# Pros and cons of flash vs constant lighting and more ?



## 4meandthem (Aug 5, 2012)

Umbrellas vs softboxes...Why?
Constant vs flash...why?
Combo of the 2?
Which is easiest to learn?
Macro ring light...Best one for under 100 bucks? 

What is easiest/best solution a newb hobby type shooter that wants the most versitility until he experiment enough to figure out for himself. I don't want Cowboy Studio junk but pro stuff is is also not what I need either. Somewhere in the middle with some portability. Insect/flower macro, event video, family portrait, landscape are my interests for now.I don't have a style yet let alone a clue LOL. I have read the recent first studio post and alot of Strobist 101 posts. Just looking for a place to jump. Budget is what it is. I am looking for advise on type of products more than individual products.
Thanks for looking and any advise given.

Ed


----------



## MLeeK (Aug 5, 2012)

1. I like softboxes. They allow me to feather light with no spill out the side of the umbrella. I can use a HUGE softbox to get a huge, soft light. 
2. Flash is a whole lot stronger than constant light. Constant seems great because you see exactly what you are getting, but you need a HUGE amount of wattage to equal one small flash. That tends to be REALLY HOT for the model and even the photog. Combo of the 2 doesn't work unless you have a TON of constant. Because of the major wattage differences.
3. Constant is easy, I suppose. In order to get enough constant light to illuminate a couple of subjects you'll need to invest a LOT of cash. 
Flash isn't all that hard. 
4. None

5. Speedlights. I'd go for one good, brand specific speedlight to match the camera and then I am all for the Yongnuo's. You can get enough power to light up like Christmas for a really reasonable price. You'll still want stands and modifiers to go with it, but for portability and price with a huge amount of versatility? I am all for speedlights. If you have read strobist 101 you know he recommends the yongnuo's as well. I like gorilla pods, personally. I can wrap one of those suckers anywhere and get a speedlight in some amazing places with those.


----------



## Village Idiot (Aug 6, 2012)

The choice to go with speed lights vs. a traditional sutdio strobe should be based on how much power the OP needs and where he will be shooting. If the OP needs extreme portability and won't need to have to over power the sun and doesn't have an issue with keeping track of AA's, then speed lights will work. If the OP finds themselves needing more power and bigger modifiers, then it will take a lot more speed lights to make up the look and power they'll get with one monolight.


----------



## MLeeK (Aug 6, 2012)

Village Idiot said:


> The choice to go with speed lights vs. a traditional sutdio strobe should be based on how much power the OP needs and where he will be shooting. If the OP needs extreme portability and won't need to have to over power the sun and doesn't have an issue with keeping track of AA's, then speed lights will work. If the OP finds themselves needing more power and bigger modifiers, then it will take a lot more speed lights to make up the look and power they'll get with one monolight.

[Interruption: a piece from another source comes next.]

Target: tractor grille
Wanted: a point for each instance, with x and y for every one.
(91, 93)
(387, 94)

VERY true!!!! However a setup of speedlights is going to be more power than any basic, budget setup of constant lighting. It's going to take *a lot* of continuous to equal up to a couple of speedlights.


----------



## nineoneeighttony (Aug 6, 2012)

MLeeK said:


> 1. I like softboxes. They allow me to feather light with no spill out the side of the umbrella. I can use a HUGE softbox to get a huge, soft light.
> 2. Flash is a whole lot stronger than constant light. Constant seems great because you see exactly what you are getting, but you need a HUGE amount of wattage to equal one small flash. That tends to be REALLY HOT for the model and even the photog. Combo of the 2 doesn't work unless you have a TON of constant. Because of the major wattage differences.
> 3. Constant is easy, I suppose. In order to get enough constant light to illuminate a couple of subjects you'll need to invest a LOT of cash.
> Flash isn't all that hard.
> ...


 I know some locals who use Youngnuo Speedlites, they were highly recommended!! I agree with the softbox statement, softbox and beauty dish are my two favorite modifiers.


----------



## KmH (Aug 6, 2012)

Yongnuo speedlights are dirt cheap, because they are built cheap and don't have much, if any, bells and whistles (mostly manual only).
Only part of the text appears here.